Cannabis e OMS, ora è legale?

Cannabis e OMS, ora è legale?

La Cannabis è stata depennata dalla tabella IV della Convenzione del 1961 sugli stupefacenti. La decisione della commissione narcotici delle Nazioni Unite, in voto a Vienna, è rimbalzata alle cronache locali. Le proprietà mediche della Cannabis sono state ufficialmente riconosciute fornendo alla terapia del dolore il giusto valore. L’Organizzazione Mondiale della Sanità (OMS) aveva già caldamente consigliato in passato la rimozione della stessa dalla quarta tabella ma la decisione ufficiale è arrivata solo nel 2020. Cos’è la pianta di canapa, classificazione della Cannabis e tassonomia La Cannabis o canapa è una pianta asiatica angiosperme appartenente alla famiglia delle Canabaceae. In natura è possibile reperirla di varie altezze che vanno dal metro e mezzo ai sei metri a seconda della varietà. Questa specie ha aperto uno spaccato sulla classificazione botanica. Per alcuni studiosi la Cannabis si suddivide in:

  • Cannabis sativa, specie largamente diffusa in occidente e coltivata soprattutto per uso tessile ed edile. È tra le specie più leggere di Cannabis e permette di stimolare la creatività e l’attività cerebrale.
  • Cannabis indica, o canapa indiana, è considerata il vino rosso della specie, per via del suo effetto corposo su fisico e mente. In genere stimola meditazione e rilassamento.
  • Cannabis ruderalis, classificata per la prima volta nel 1924, si caratterizza per le dimensioni ridotte.

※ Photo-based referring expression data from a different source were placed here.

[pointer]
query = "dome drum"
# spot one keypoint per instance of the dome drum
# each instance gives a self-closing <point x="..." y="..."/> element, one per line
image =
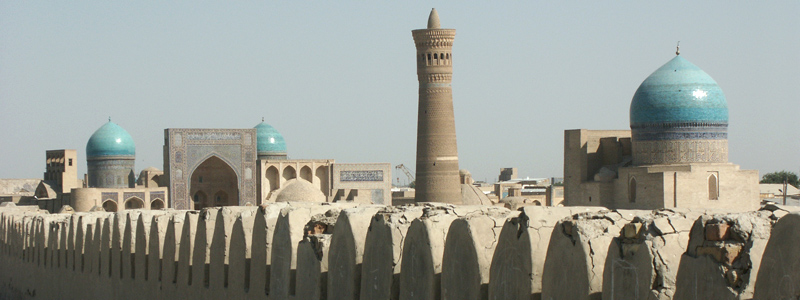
<point x="680" y="131"/>
<point x="110" y="157"/>
<point x="679" y="115"/>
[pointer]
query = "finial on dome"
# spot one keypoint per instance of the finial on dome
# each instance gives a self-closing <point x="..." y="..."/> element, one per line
<point x="433" y="20"/>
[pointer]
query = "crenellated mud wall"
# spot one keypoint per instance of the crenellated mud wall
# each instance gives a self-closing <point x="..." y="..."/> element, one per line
<point x="426" y="251"/>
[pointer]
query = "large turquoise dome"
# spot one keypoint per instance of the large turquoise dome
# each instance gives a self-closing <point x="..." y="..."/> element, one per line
<point x="678" y="93"/>
<point x="270" y="141"/>
<point x="110" y="140"/>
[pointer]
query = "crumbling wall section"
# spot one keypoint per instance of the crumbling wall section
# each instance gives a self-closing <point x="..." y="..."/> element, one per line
<point x="422" y="251"/>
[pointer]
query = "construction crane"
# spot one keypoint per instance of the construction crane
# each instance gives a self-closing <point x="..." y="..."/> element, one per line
<point x="405" y="170"/>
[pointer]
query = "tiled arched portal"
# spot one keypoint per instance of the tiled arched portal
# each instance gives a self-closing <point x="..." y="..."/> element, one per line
<point x="214" y="177"/>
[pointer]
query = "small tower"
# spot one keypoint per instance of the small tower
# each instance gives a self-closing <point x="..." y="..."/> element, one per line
<point x="437" y="177"/>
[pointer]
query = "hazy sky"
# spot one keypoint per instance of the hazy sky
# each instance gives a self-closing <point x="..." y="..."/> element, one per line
<point x="338" y="80"/>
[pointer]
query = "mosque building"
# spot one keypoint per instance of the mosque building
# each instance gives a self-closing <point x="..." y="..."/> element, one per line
<point x="675" y="155"/>
<point x="203" y="168"/>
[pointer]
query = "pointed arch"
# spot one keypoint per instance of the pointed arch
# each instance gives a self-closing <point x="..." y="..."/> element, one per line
<point x="289" y="173"/>
<point x="273" y="178"/>
<point x="217" y="176"/>
<point x="110" y="206"/>
<point x="156" y="204"/>
<point x="134" y="203"/>
<point x="305" y="173"/>
<point x="713" y="187"/>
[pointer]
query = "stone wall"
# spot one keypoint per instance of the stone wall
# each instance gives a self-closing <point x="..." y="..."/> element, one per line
<point x="426" y="251"/>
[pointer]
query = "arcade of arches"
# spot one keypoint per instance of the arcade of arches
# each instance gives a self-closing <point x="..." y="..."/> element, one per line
<point x="214" y="183"/>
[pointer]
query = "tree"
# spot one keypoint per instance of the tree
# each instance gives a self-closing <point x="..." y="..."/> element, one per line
<point x="779" y="177"/>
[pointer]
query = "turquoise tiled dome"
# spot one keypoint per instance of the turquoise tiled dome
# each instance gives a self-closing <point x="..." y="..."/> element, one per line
<point x="270" y="141"/>
<point x="110" y="140"/>
<point x="678" y="92"/>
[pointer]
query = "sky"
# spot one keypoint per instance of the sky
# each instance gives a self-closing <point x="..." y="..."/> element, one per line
<point x="338" y="78"/>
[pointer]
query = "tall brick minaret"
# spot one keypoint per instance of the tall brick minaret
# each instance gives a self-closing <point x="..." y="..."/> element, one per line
<point x="437" y="153"/>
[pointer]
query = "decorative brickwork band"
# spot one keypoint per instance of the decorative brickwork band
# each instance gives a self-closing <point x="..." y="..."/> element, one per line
<point x="437" y="177"/>
<point x="681" y="151"/>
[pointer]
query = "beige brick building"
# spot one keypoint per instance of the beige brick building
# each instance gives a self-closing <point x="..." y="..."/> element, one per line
<point x="675" y="155"/>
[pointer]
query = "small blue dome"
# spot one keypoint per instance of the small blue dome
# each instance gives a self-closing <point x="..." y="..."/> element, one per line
<point x="270" y="141"/>
<point x="678" y="93"/>
<point x="110" y="140"/>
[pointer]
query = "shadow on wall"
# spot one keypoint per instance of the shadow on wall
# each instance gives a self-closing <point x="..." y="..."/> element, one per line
<point x="432" y="251"/>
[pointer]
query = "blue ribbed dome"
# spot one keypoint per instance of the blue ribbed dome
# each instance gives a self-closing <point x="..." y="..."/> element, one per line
<point x="110" y="140"/>
<point x="678" y="93"/>
<point x="270" y="141"/>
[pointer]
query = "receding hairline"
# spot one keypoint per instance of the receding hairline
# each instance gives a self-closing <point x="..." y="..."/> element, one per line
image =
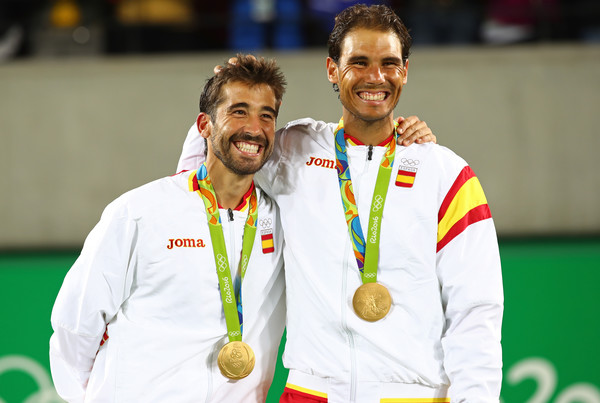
<point x="370" y="28"/>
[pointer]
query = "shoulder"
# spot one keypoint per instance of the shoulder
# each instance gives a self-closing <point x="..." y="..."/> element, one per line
<point x="307" y="130"/>
<point x="265" y="203"/>
<point x="150" y="196"/>
<point x="432" y="154"/>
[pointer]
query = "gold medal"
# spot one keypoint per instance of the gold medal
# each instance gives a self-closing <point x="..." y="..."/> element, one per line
<point x="372" y="301"/>
<point x="236" y="360"/>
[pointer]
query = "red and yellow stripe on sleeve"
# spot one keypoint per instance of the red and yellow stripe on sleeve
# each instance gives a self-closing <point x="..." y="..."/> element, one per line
<point x="464" y="205"/>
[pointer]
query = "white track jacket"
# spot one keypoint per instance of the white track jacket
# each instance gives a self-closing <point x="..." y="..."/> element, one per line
<point x="438" y="257"/>
<point x="146" y="279"/>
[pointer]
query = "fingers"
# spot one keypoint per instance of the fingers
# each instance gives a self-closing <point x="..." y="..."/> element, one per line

Questa specie ha il più basso contenuto di THC e si è largamente diffusa per la pratica dell’ibridazione.

Altre teorie più accreditate, invece, hanno classificato la Cannabis indica e quella ruderalis come sottospecie della più diffusa Cannabis sativa. La differenziazione sostanziale tra una specie e l’altra risiede nella percentuale di principi attivi. Si tratta di tetraidrocannabinoli (THC), capostipite dei principi attivi della Cannabis e cannabinoidi (CBD), che appartengono alla canapa utilizzata a scopo terapeutico e agroalimentare, a causa degli effetti rilassanti. Per ottenere la sostanza psicoattiva che oggi si conosce, vanno utilizzate solo alcune parti dei fiori femminili e la loro resina.

Cannabis medica o CM: gli effetti della terapia del dolore dalla storia all’utilizzo moderno

L’utilizzo della pianta di canapa, la sua coltivazione a scopo commerciale e l’uso psicotropo, sono stati testimoniati già in tempi antichi. L’uso psicotropo della sostanza risale ai tempi della popolazione Hindu, secondo i quali la pianta era considerata sacra. In Siria l’utilizzo di Cannabis è registrato dalla nascita degli Hashashin, letteralmente “fumatori di Hashish”. La questione medica venne ben presto messa in luce da Shen Nung, padre della medicina cinese, che incluse la canapa nella sua farmacopea. Questa veniva considerata bevanda in grado di curare malattie dolorose interne, e considerata l’attuale terapia del dolore, si può dichiarare l’intuizione della cura lenitiva più che veritiera. Oggi con l’espressione Cannabis terapeutica si definisce la Cannabis sativa light giunta a maturazione ed essiccata. Un primo freno alla diffusione della stessa si ebbe nel 1937 con la legge sul proibizionismo, che rese illegale qualsiasi coltivazione di canapa. Nel 1996 il Canada legalizzò la Cannabis Light a scopo terapeutico mentre in Italia il provvedimento arrivò nel 2006.

Passo storico importante: l’OMS cancella la Cannabis dalle sostanze stupefacenti. Ora è legale?

Nella votazione ONU avvenuta a Vienna è stata approvata con 27 voti a favore su 53, una delle 6 raccomandazione che l’OMS aveva richiesto sulla Cannabis e che cioè venisse eliminata dalla tabella IV delle sostanze pericolose e ad alta tossicità. Questo prevede il riconoscimento degli effetti terapeutici della sostanza, che verrà considerato farmaco al pari degli oppiacei. Il cambiamento segna un punto di inizio soprattutto in termini di ricerca scientifica. È probabile che anche il reperimento della stessa sarà più fruibile in seguito alla decisione dell’ONU ma immediati cambiamenti non ci saranno, non in breve tempo almeno. Resta legale però la Cannabis Light.